There Be Spoilers Here
So what counts as religious insanity in the context of the Eight Worlds? As Jubilant tells us, after she and Timothy inevitably get trapped in an earthquake, Dorothy used to be “genotypically” a man… and also their dad. The thing about families in Eight Worlds societies is that they don’t exist anymore, or at least the nuclear family model is considered taboo. It’s one child per parent, and the idea is that each parent would raise their child more or less by themself. You might have a mother, but you wouldn’t have a “father.” That Dorothy used to be a man but also used to be the “father” in a couple that practiced the fringe religious belief of raising children together as a couple (gasp) comes as a shock to Timothy. Oh, and there’s another thing: Timothy is a clone. Jubilant was born first, and in fact Timothy was a clone grown from Jubilant while the latter was still a toddler; so the reason the two look so similar when both are women is that they’re genetically the same person. After finding this out Timothy says it’s a shame the two can’t have sex together while trapped under the rubble, and I can’t tell if this is meant to be a joke on either of their parts. After finding out they’re not siblings (at least not in the traditional sense) there’s some romantic/sexual tension, but it goes unresolved. Does fucking your clone count as incest? Mind you that Varley would write clones boinking each other in some later Eight Worlds stories with the appropriate amount of gusto. Incest enjoyers will get a bit of a kick out of the sexual tension here. Anyway, Timothy and Jubilant are old enough and close enough in age that it wouldn’t really be a problem, at least compared to some of the more questionable relationships in Varley’s fiction (Heinlein has a lot to answer for).
I will say I was surprised to find this classified as a novelette, as I’m sure it barely counts; it’s actually shorter than I was expecting. Our Heroes™ spend the back end of the story doing very little, out of necessity given they’re trying to conserve oxygen; but basically once Timothy starts coming to terms with his status as Jubilant’s clone they’re rescued, just like that. It’s bad storytelling when the conflict is resolved passively, such as here, but it’s the kind of mistake that’s easy to forgive or gloss over given how engrossing Varley’s writing is, even when he’s doing exposition. It’s just that the ending comes too quickly and easily, and there are a couple loose ends, such as how their relationship might develop after this point. Are they into each other or not? It’s unclear. It’s also unclear how this bomb of a revelation will change Timothy’s perception of his mother, but I get we don’t necessarily need to know that. This is a coming-of-age narrative, more about Timothy crossing the shadow-line from childhood to young adulthood than even the real danger of the earthquake. If you read enough of these Eight Worlds stories you realize that main characters are rarely in tangible danger, so instead Varley works to build character and the world around the characters.
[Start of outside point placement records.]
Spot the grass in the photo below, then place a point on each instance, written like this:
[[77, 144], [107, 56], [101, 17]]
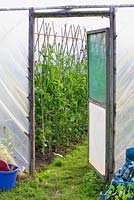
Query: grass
[[68, 178]]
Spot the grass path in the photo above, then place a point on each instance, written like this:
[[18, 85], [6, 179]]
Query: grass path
[[67, 178]]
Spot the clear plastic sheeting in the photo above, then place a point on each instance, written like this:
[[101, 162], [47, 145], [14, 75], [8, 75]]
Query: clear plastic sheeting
[[14, 107], [97, 137], [124, 133]]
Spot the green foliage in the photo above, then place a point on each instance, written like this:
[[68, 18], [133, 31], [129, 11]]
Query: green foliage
[[73, 180], [120, 192], [60, 100]]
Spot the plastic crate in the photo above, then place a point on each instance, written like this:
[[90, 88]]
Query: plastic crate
[[8, 178]]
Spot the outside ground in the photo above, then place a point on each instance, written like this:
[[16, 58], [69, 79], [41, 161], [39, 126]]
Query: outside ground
[[67, 178]]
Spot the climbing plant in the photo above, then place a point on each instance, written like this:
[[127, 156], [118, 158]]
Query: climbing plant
[[60, 100]]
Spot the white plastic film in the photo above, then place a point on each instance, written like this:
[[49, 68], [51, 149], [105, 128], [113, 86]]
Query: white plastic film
[[124, 134], [97, 137], [14, 107]]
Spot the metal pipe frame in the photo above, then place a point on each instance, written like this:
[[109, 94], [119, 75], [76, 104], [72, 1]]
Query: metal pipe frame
[[67, 7]]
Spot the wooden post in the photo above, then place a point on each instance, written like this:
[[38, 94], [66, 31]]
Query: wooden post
[[31, 92]]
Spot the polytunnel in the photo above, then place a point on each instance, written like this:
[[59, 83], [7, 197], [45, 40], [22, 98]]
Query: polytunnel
[[110, 48]]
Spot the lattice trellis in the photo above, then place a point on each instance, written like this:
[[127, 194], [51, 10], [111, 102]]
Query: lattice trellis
[[70, 39]]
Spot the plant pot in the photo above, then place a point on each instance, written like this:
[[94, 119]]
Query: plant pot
[[8, 178]]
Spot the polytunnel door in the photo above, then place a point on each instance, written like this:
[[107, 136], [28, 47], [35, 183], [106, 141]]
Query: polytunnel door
[[98, 44]]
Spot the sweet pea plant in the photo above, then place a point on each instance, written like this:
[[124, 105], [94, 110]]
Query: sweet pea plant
[[60, 100]]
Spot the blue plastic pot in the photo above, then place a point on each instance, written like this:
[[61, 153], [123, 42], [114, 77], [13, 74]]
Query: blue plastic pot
[[8, 179]]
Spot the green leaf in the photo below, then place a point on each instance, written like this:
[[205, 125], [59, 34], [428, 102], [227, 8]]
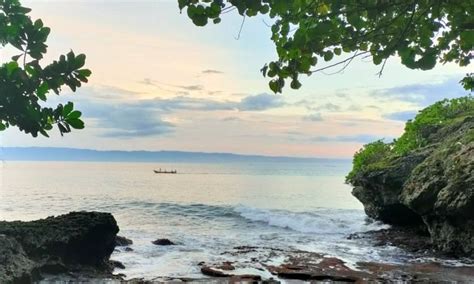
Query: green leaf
[[295, 84], [273, 84], [75, 123], [80, 61], [11, 67], [74, 115], [68, 108], [42, 91], [328, 55]]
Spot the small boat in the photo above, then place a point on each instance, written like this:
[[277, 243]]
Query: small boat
[[165, 171]]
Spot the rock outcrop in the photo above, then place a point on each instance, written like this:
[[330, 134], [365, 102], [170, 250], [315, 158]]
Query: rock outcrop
[[68, 243], [432, 186]]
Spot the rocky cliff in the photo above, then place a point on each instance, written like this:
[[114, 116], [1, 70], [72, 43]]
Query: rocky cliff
[[431, 186], [75, 242]]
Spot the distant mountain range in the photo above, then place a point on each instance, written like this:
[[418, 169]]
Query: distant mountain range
[[71, 154]]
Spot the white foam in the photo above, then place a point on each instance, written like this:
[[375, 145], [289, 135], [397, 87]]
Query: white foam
[[321, 221]]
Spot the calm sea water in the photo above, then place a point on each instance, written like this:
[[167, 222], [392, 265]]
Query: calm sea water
[[206, 208]]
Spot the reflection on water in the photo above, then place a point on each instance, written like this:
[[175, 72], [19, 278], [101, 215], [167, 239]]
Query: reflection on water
[[206, 208]]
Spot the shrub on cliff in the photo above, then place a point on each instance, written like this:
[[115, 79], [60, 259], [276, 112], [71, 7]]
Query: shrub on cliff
[[26, 83], [417, 131], [416, 135], [369, 156]]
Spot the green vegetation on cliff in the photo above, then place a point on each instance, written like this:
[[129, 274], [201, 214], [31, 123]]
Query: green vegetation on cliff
[[417, 134]]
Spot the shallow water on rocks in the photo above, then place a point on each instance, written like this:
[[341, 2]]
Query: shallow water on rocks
[[209, 210]]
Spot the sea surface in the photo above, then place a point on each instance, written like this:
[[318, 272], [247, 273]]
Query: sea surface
[[207, 209]]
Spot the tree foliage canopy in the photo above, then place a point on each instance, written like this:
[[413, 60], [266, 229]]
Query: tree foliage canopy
[[417, 134], [421, 32], [25, 83]]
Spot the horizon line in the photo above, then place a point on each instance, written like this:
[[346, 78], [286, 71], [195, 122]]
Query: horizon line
[[175, 151]]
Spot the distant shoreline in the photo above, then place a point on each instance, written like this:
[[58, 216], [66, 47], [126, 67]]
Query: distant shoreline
[[49, 154]]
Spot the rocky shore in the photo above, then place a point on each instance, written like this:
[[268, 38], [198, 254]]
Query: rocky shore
[[77, 244], [431, 188]]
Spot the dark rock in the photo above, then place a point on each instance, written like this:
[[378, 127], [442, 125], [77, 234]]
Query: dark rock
[[212, 272], [245, 278], [379, 191], [71, 242], [432, 186], [163, 242], [122, 241], [117, 264], [316, 267], [226, 265]]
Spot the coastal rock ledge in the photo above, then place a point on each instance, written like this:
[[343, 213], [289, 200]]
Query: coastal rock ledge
[[78, 242], [432, 187]]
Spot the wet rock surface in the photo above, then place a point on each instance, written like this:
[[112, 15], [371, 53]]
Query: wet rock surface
[[163, 242], [432, 186], [310, 266], [78, 242], [121, 241]]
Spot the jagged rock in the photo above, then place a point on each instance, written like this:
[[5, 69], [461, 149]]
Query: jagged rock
[[213, 272], [71, 242], [434, 185], [122, 241], [441, 191], [379, 191]]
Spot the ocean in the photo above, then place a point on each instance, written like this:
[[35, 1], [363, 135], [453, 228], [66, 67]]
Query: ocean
[[208, 209]]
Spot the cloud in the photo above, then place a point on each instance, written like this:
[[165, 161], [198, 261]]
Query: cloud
[[191, 87], [211, 71], [231, 118], [362, 138], [313, 117], [423, 94], [327, 107], [126, 120], [188, 103], [154, 83], [401, 115], [260, 102]]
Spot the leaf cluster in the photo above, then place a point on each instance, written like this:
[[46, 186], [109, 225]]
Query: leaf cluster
[[25, 83], [417, 134], [306, 32]]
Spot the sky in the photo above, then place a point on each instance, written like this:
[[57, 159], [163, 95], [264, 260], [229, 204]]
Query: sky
[[161, 83]]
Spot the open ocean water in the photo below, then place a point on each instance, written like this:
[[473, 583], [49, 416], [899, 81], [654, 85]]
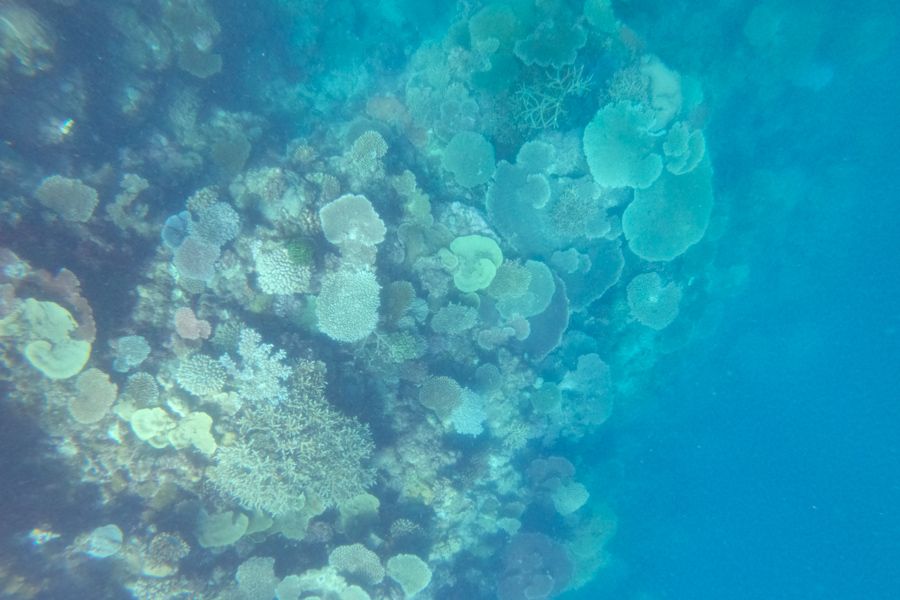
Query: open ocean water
[[513, 299]]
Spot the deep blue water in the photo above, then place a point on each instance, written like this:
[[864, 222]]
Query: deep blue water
[[772, 469]]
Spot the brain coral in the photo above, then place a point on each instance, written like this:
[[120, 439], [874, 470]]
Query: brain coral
[[358, 560], [477, 260], [276, 273], [200, 375], [652, 303], [351, 220], [663, 221], [69, 198], [347, 305], [410, 571], [441, 394], [216, 224], [196, 259], [95, 394]]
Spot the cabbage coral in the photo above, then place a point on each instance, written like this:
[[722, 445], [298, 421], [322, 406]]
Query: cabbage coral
[[663, 221], [619, 146]]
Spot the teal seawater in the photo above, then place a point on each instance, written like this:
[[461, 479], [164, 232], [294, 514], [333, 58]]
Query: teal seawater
[[513, 299]]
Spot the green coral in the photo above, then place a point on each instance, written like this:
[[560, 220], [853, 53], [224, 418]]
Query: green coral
[[478, 259], [301, 252]]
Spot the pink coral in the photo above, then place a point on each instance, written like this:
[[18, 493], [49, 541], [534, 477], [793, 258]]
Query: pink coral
[[189, 327]]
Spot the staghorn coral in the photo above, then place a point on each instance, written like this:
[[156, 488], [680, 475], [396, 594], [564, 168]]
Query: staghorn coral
[[286, 454]]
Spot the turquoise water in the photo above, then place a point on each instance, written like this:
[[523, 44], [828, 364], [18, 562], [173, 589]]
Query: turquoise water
[[513, 299]]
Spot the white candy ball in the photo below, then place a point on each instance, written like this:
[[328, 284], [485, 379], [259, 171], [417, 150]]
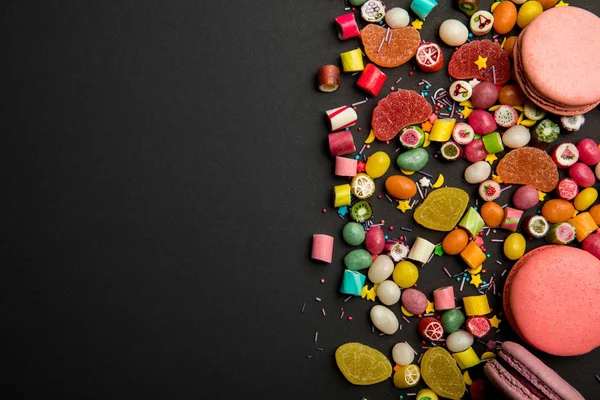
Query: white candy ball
[[381, 269], [477, 172], [384, 319], [388, 292], [516, 136], [453, 32], [459, 341], [397, 18], [402, 354]]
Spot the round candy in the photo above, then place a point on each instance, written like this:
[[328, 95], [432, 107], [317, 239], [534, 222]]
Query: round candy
[[405, 274], [452, 320], [378, 164], [353, 233], [460, 91], [528, 12], [388, 293], [414, 301], [514, 246], [384, 319], [397, 18], [459, 341], [381, 269], [453, 32], [481, 23], [403, 354]]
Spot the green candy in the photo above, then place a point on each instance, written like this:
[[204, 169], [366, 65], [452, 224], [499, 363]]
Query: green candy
[[452, 320], [358, 259], [413, 160], [353, 233]]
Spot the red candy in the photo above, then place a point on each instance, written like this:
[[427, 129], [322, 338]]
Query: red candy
[[462, 64], [478, 326], [399, 110]]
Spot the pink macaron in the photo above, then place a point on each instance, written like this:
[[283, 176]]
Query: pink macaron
[[551, 299], [556, 58]]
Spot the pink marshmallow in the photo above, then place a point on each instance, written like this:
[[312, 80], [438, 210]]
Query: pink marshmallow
[[322, 249], [443, 298]]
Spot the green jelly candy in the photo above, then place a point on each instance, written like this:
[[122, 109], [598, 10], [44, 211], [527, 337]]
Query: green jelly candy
[[413, 160], [353, 233], [452, 320], [358, 259]]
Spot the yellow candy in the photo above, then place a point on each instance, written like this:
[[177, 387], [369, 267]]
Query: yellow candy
[[378, 164], [585, 198], [476, 305], [405, 274], [514, 246], [466, 359], [341, 195], [352, 61], [528, 12], [442, 129]]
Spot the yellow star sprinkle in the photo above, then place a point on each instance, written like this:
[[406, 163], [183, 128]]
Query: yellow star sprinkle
[[417, 24], [541, 195], [426, 126], [403, 206], [476, 280], [481, 62], [490, 158], [495, 321], [430, 307], [466, 112]]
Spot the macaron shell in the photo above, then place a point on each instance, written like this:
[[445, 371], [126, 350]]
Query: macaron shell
[[551, 296], [539, 100], [563, 67]]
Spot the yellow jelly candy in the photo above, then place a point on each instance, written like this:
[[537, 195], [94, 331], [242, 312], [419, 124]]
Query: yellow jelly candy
[[407, 376], [441, 373], [362, 365], [405, 274], [441, 210]]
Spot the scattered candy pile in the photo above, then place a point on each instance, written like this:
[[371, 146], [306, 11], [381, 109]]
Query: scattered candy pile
[[482, 117]]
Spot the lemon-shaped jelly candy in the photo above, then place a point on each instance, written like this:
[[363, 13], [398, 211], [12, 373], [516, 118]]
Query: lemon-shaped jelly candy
[[377, 164], [405, 274], [362, 365], [441, 374], [441, 210]]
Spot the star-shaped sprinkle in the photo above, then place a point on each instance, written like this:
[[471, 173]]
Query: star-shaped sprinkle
[[466, 112], [495, 321], [481, 62], [424, 182], [426, 126], [430, 307], [476, 280], [541, 195], [417, 24], [403, 206], [490, 158]]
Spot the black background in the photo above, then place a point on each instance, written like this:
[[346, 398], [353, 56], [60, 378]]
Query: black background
[[164, 166]]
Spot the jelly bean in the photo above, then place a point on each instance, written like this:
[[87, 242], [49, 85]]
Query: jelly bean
[[378, 164], [585, 198], [514, 246]]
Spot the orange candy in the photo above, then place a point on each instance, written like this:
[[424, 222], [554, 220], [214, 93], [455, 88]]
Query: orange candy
[[511, 95], [400, 187], [455, 242], [505, 17], [492, 214], [558, 210]]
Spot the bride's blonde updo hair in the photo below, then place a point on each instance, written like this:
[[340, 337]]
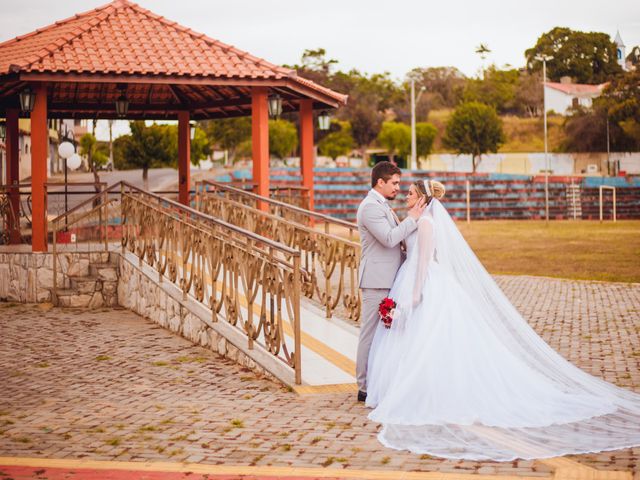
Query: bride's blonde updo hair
[[436, 189]]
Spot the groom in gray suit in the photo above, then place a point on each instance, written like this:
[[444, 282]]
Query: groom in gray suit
[[382, 238]]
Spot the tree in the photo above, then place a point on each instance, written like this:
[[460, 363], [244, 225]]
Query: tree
[[283, 138], [587, 57], [474, 128], [338, 142], [634, 57], [497, 88], [229, 134], [425, 136], [396, 138], [620, 102], [148, 147], [443, 87], [96, 154], [529, 94]]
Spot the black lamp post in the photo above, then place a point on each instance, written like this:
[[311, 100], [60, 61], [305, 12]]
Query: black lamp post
[[27, 100], [275, 105], [324, 121], [122, 104]]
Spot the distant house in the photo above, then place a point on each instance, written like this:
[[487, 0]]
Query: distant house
[[562, 97]]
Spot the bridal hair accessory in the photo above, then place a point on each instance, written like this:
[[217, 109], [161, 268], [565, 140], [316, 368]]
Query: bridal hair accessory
[[387, 310], [427, 188]]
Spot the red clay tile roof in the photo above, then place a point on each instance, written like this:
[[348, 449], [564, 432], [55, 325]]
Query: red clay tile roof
[[577, 89], [123, 38]]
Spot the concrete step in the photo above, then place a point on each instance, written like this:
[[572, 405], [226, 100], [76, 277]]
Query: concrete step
[[84, 284], [73, 298], [104, 271]]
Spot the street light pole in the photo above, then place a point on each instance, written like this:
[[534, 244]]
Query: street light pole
[[414, 148], [544, 59], [546, 147]]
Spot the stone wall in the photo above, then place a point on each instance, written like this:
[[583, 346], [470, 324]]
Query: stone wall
[[85, 279], [94, 280]]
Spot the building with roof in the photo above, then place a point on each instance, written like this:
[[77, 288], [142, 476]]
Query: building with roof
[[123, 61], [562, 97]]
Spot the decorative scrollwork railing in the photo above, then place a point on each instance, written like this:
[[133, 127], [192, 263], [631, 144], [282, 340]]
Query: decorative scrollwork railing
[[247, 280], [329, 262]]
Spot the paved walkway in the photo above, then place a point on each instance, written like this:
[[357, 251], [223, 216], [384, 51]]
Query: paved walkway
[[111, 386]]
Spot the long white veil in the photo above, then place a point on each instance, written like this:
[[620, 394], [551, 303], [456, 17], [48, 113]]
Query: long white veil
[[612, 423]]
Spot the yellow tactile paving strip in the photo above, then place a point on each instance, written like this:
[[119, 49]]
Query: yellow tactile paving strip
[[247, 470], [565, 469]]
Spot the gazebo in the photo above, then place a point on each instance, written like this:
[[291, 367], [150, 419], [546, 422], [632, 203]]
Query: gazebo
[[123, 61]]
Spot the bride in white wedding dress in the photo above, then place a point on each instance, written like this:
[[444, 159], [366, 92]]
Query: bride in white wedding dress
[[460, 374]]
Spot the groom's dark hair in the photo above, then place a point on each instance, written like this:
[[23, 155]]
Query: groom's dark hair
[[383, 170]]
Unlike (if I’m being brutally honest) a lot of modern short SF, however, which too often strikes me as just moody and no-fun-allowed, Varley’s early writing was fun. I was disappointed by the suddenness of this story’s ending because I wanted more of it, which as I’ve said elsewhere is usually the best complaint one can have about a work of art.
A Step Farther Out
It’s good, even if it ends abruptly. I’ve also read enough of Varley’s short fiction at this point, pretty much all of which came after “Retrograde Summer,” that this didn’t exactly hold any surprises for me. That’s not even a question of the story showing its age, because if this is your first Varley story and you’re reading it in [THE CURRENT YEAR] then you might still find it a little spicy. If anything it’s an indicator of, let’s say more eccentric stories in the Eight Worlds series, that were to come later.